If the allegations are so patently absurd and inherently improbable that no prudent person can ever reach such a conclusion and where the basic ingredients of a criminal offence are not satisfied then the Court may interfere. …… 27.13. Quashing of a charge is an exception to the rule of continuous prosecution. Where the offence is even broadly satisfied, the Court should be more inclined to permit continuation of prosecution rather than its quashing at that initial stage.

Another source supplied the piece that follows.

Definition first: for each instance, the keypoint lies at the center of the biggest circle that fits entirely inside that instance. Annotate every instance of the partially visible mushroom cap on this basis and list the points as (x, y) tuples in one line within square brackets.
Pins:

The Court is not expected to marshal the records with a view to decide admissibility and reliability of the documents or records but is an opinion formed prima facie.” 27. Thus, in the totality of circumstances, legal position and the fact situation of the case, no case is made out by the petitioners for interference under section 482 of Criminal Procedure Code. Resultantly, the petition fails and is hereby dismissed.